I am moving from Ireland to Saskatoon and I am wondering if anybody can point me in the right direction for the following
1. good reasonably priced removal companies (no furniture, only computers, clothes and paperwork)
2. good locations in the city to rent 
3. what is public transport like or will i need to purchase a car
4. if i need a car what are the prices like for good 5-10 year 2nd hand cars and cost of insurance?

thanks in advance for all comments


----------



## Wexford_Ireland (Mar 6, 2012)

Insurance is heavy, even in Saskatchewan where it's state insurance, expect to pay 1200 and that's for a local.

Not sure how it will work out for you with no transferable no claims bonus.

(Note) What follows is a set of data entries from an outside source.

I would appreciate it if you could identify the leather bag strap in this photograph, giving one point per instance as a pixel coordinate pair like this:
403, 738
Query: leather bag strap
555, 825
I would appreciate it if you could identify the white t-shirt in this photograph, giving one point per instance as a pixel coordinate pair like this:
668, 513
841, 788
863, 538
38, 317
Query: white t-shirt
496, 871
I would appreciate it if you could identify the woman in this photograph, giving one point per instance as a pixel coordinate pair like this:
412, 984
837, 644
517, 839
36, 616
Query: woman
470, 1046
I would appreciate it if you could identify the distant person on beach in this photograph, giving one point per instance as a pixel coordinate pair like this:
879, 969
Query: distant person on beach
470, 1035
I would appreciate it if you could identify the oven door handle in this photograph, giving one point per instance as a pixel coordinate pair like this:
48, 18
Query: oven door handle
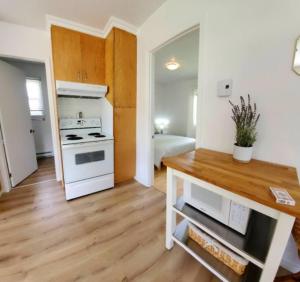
88, 144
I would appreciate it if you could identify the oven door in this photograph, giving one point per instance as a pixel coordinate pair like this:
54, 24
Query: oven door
87, 160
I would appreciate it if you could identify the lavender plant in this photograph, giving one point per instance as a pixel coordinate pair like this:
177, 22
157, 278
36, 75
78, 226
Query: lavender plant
245, 119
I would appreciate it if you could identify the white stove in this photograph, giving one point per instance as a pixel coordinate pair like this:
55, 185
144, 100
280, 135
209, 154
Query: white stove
88, 157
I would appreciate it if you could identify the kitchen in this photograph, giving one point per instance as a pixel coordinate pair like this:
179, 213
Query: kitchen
101, 219
96, 96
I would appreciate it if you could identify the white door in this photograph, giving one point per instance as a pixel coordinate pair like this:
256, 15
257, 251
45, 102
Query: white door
16, 123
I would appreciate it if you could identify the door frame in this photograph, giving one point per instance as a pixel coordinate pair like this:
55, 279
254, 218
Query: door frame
151, 106
4, 177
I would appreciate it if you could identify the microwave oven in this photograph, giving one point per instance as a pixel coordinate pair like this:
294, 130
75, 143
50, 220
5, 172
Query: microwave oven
222, 209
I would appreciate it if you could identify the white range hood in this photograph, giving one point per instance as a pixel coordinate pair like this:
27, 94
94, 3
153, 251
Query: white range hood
76, 89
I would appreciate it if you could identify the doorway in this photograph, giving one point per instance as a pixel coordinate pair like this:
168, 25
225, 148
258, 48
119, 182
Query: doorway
26, 143
174, 101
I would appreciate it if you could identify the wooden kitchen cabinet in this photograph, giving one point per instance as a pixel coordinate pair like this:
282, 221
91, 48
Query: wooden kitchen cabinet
120, 76
66, 53
77, 56
125, 143
125, 68
92, 59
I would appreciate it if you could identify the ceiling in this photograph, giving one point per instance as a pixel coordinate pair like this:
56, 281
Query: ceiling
185, 50
94, 13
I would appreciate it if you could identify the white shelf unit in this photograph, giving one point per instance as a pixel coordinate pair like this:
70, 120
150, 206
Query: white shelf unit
262, 246
220, 270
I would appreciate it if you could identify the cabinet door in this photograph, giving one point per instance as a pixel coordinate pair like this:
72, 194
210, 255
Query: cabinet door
125, 143
93, 59
66, 54
109, 66
125, 69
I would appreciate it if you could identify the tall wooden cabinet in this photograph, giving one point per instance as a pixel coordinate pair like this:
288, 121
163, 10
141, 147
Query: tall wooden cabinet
112, 61
77, 56
120, 74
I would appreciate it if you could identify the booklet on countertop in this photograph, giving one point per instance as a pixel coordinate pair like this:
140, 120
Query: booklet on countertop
282, 196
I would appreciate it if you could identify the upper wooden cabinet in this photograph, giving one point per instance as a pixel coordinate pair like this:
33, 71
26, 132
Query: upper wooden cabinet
121, 64
77, 56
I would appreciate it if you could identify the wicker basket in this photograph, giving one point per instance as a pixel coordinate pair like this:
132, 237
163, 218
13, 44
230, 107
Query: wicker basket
229, 258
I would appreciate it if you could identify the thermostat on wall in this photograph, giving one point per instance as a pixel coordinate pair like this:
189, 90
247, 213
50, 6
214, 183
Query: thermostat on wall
225, 88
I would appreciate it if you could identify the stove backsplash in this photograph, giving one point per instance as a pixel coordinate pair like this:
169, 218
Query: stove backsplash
90, 108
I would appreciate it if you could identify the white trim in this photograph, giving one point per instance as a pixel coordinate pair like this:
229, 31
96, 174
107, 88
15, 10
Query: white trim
170, 202
116, 22
52, 20
112, 22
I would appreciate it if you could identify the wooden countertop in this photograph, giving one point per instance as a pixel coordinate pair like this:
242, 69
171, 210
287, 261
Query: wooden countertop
250, 180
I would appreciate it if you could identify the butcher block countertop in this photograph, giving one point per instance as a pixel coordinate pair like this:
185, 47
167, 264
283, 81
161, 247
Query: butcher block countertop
251, 180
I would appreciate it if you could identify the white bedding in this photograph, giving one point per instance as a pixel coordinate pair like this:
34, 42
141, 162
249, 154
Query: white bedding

Oh and your drivers license isn't valid you'll have to take a one off test to convert and if you fail you'll be doing the provisional licenses thing. Google G1, G2 and G driver categories.

John


----------



## JGK (Dec 12, 2009)

Wexford_Ireland said:


> Insurance is heavy, even in Saskatchewan where it's state insurance, expect to pay 1200 and that's for a local.
> 
> Not sure how it will work out for you with no transferable no claims bonus. Oh and your drivers license isn't valid you'll have to take a one off test to convert and if you fail you'll be doing the provisional licenses thing. Google G1, G2 and G driver categories.
> 
> John


If you think that's heavy, thank god your not in the GTA. I'm in SK and have 9 years clean driving in Canada so I'm paying between $700 - 800 when left the GTA in 2009 my next renewal was priced at $1600.


----------



## Andy H (Mar 16, 2012)

thanks for the replies. 
Cars will be a big thing as unfortunately i have to leave my rallycar in Ireland. whats the motorsport scene like in saskatoon?

whats apartment rental and locations like 

andy


----------



## Andy H (Mar 16, 2012)

JGK said:


> If you think that's heavy, thank god your not in the GTA. I'm in SK and have 9 years clean driving in Canada so I'm paying between $700 - 800 when left the GTA in 2009 my next renewal was priced at $1600.


whats GTA???


----------



## Wexford_Ireland (Mar 6, 2012)

*G*reater *T*oronto *A*rea


----------